Search Engine Marketing, Adwords & BIng, could also be an option, depending on the competition and your budget - some keywords are much more expensive than the others, but you might find ways to bid on very specific long-tail keywords that convert very well on the site at a reasonable price.
To sum up - it's really, really difficult to tell without knowing more details. The above mentioned things are some of the activities that can be taken. I'd focus primarily on setting the sales funnel in such way that you'd be generating emails first and converting them into sales next.
I'd be more than happy to have a chat with you, in order to learn more about the business, so that we can come up with the best strategy for the promotion. Let me know!
Without understanding the product better it is a little difficult to figure out how to market it. I would develop a thorough marketing plan based on the demographics of your very specific target buyer. Make sure you understand where and when they make the purchase decision. Is it only online? Store?
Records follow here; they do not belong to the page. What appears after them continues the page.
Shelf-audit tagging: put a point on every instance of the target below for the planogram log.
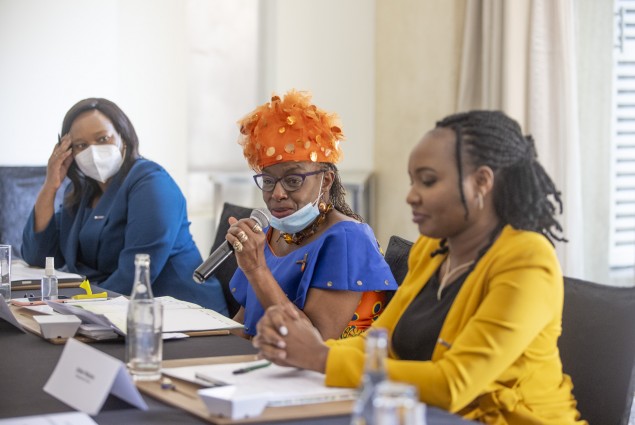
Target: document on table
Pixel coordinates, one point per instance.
(178, 316)
(280, 385)
(22, 274)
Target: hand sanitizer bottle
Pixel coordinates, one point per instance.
(374, 373)
(49, 281)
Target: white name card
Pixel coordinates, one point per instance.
(6, 314)
(73, 418)
(84, 376)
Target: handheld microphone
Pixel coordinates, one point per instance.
(225, 250)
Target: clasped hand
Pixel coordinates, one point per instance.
(59, 161)
(287, 337)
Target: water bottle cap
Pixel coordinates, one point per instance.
(50, 266)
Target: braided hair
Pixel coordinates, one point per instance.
(524, 195)
(337, 193)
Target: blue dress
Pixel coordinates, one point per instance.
(144, 213)
(346, 257)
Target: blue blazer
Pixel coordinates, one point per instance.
(144, 213)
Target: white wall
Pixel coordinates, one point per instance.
(327, 47)
(143, 54)
(56, 53)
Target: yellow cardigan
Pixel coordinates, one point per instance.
(497, 358)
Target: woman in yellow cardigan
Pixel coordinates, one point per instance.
(476, 321)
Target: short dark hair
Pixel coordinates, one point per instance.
(124, 128)
(524, 195)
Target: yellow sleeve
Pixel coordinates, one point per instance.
(523, 294)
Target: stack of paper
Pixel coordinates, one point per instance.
(97, 332)
(178, 316)
(24, 275)
(247, 394)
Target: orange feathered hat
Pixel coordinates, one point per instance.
(290, 129)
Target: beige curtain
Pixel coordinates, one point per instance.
(519, 57)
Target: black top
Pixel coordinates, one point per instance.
(417, 331)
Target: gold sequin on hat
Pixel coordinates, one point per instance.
(290, 129)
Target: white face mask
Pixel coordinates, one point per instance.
(300, 219)
(99, 162)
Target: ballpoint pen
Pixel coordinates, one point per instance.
(210, 382)
(250, 368)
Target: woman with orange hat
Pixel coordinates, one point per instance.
(317, 253)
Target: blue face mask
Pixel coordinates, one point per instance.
(300, 219)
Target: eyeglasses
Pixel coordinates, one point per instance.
(290, 182)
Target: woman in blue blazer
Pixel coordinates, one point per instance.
(117, 205)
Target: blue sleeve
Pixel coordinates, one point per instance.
(156, 208)
(37, 246)
(348, 260)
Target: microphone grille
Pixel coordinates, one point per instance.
(261, 216)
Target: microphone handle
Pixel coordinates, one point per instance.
(210, 265)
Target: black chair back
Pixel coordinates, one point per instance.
(226, 270)
(397, 257)
(19, 187)
(597, 348)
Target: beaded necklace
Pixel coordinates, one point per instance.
(297, 238)
(450, 274)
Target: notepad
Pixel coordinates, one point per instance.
(24, 275)
(275, 386)
(178, 316)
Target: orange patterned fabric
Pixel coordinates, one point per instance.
(368, 310)
(290, 129)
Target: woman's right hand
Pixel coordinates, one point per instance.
(59, 161)
(287, 337)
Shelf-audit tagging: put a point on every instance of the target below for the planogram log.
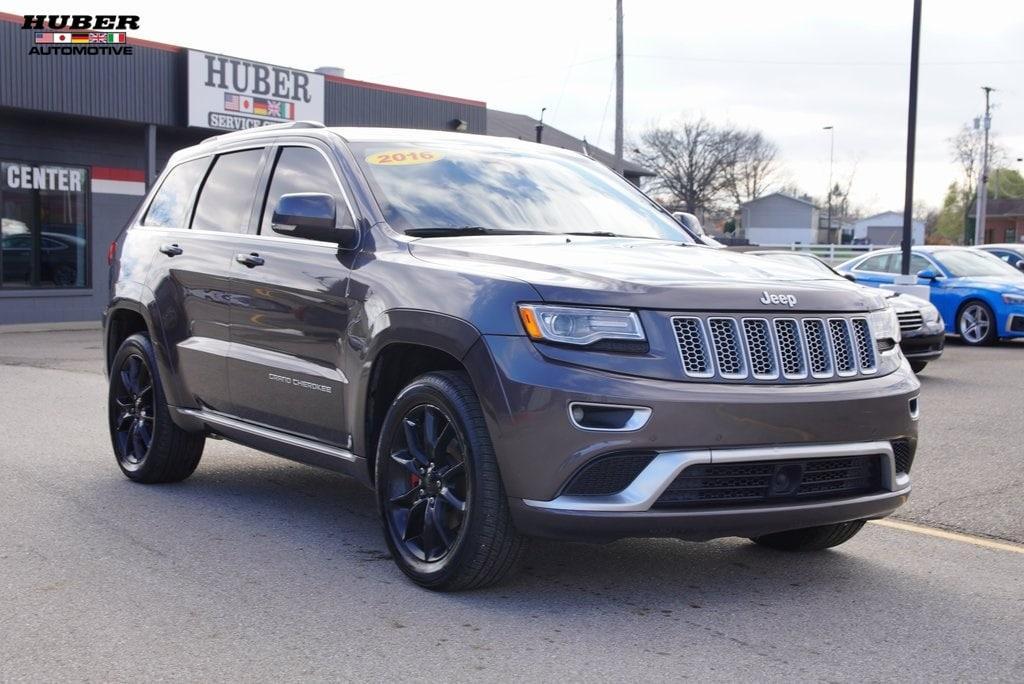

Where would they learn and read about it? What is your marketing budget?
If you want a real answer to this question that addresses your needs and gets you moving, I think there are 20-30 questions to be answered first.
Marketing is multi faceted and there are over 30 viable marketing medians you could actively consider or try to estimate ROI on. Should be a combination of online/traditional marketing.
If you haven't already, you need to determine your marketing objective. Without clear objectives driving your marketing efforts, how can you tell if you’re moving in the right direction and implementing the right strategies along the way?
To define that, you need to know the specific marketing objectives you’re working towards before you can start executing against any sort of plan. One tried-and-true framework is the S.M.A.R.T. approach, which means all of your objectives should be Specific, Measurable, Attainable, Realistic and Time bound. You can read more about that method in this blog I wrote: http://www.fieldboom.com/blog/marketing-objectives/.
You can also use the inbound marketing funnel to meet your objective. The key to marketing is to realize that the funnel is a linear, sequential process. You can’t skip ToFu and MoFu and turn strangers into customers. Everyone has to proceed through your funnel in order. Top, middle, then bottom. No exceptions.
Basically, start with your marketing objective and then measure it.